Il en déchaîne ailleurs aussi, ainsi à Londres, où elles s’expriment moins dans la rue mais très fortement dans les débats politiques ou universitaires, par exemple sur le port du voile. Mais la France a plusieurs spécificités. Elle a d’abord une importante immigration issue de la décolonisation des pays du Maghreb, dont certains membres s’identifient à un peuple palestinien qui revivrait, d’une certaine manière, la colonisation française. Elle a aussi une abondante communauté juive, dont une partie s’est politisée et radicalisée sous l’influence de certaines fractions extrémistes des institutions juives.

Et puis la France est un État laïque, qui refuse catégoriquement l’expression de tout communautarisme –, alors que l’Angleterre, par exemple, s’en accommode. Mais dans le même temps sa politique d’intégration semble en échec, pour des raisons économiques notamment, et la pauvreté des banlieues ne fait qu’empirer ces ressentiments et laisser libre champ au radicalisme.

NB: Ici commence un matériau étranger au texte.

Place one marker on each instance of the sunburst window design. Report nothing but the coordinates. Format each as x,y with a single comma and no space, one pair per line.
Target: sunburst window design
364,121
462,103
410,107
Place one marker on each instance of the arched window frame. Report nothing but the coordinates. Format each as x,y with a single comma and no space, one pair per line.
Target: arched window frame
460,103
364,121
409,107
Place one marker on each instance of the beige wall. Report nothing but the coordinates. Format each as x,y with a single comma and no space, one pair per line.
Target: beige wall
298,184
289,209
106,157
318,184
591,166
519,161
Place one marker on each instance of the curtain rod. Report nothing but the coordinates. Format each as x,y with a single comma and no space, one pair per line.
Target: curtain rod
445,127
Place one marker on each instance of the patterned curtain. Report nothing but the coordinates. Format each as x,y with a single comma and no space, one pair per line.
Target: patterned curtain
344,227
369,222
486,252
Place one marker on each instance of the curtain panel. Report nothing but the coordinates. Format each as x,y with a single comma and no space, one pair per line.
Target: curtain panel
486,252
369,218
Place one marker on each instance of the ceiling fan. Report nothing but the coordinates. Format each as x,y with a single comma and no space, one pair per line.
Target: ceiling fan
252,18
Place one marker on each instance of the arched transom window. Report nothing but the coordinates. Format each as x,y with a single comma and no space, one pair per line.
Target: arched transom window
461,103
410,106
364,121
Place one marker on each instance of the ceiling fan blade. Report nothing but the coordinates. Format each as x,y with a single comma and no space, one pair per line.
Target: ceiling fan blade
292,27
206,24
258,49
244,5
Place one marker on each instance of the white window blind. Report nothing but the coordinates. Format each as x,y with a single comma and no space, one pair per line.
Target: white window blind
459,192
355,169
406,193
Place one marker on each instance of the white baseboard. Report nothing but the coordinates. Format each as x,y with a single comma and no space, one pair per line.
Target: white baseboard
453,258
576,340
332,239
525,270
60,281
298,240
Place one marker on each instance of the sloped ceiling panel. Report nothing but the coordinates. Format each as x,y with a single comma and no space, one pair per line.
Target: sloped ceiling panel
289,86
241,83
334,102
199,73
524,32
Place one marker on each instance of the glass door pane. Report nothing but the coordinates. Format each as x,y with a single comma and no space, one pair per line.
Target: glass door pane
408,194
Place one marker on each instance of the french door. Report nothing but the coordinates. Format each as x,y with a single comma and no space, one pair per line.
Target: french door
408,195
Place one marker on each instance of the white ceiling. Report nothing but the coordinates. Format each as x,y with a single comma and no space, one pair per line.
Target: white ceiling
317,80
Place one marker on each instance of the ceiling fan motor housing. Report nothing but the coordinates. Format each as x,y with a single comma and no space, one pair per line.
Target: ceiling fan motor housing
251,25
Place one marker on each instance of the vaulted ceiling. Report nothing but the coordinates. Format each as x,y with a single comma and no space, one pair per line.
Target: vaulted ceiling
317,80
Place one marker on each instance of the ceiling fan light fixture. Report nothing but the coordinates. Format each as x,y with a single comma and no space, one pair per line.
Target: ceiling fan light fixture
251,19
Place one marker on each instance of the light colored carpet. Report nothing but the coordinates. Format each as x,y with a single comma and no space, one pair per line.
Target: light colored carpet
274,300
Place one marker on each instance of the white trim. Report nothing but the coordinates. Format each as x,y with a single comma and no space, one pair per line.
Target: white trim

D’autre part, n’oublions pas que la France est le pays de la Révolution ! Elle est profondément contrastée, et a toujours une lecture extrêmement politisée des conflits et des enjeux. Grâce à la Révolution française, puis à Napoléon, les Juifs ont acquis ici plus de droits civiques, et plus tôt, qu’ailleurs. Dès 1904, mon père est venu en France, dans le culte de Voltaire, pour fuir l’antisémitisme de Rou­manie. Nous sommes aussi le pays de l’affaire Dreyfus et de la pire des collaborations, celle du régime de Vichy. Il y a toujours eu deux France : celle que j’aime, la France ­généreuse des dreyfusards, celle qui a très tôt protégé et accueilli les Juifs, et une France réactionnaire qui a toujours été marquée par l’antisémitisme. Cette dualité fait partie de notre nature profonde.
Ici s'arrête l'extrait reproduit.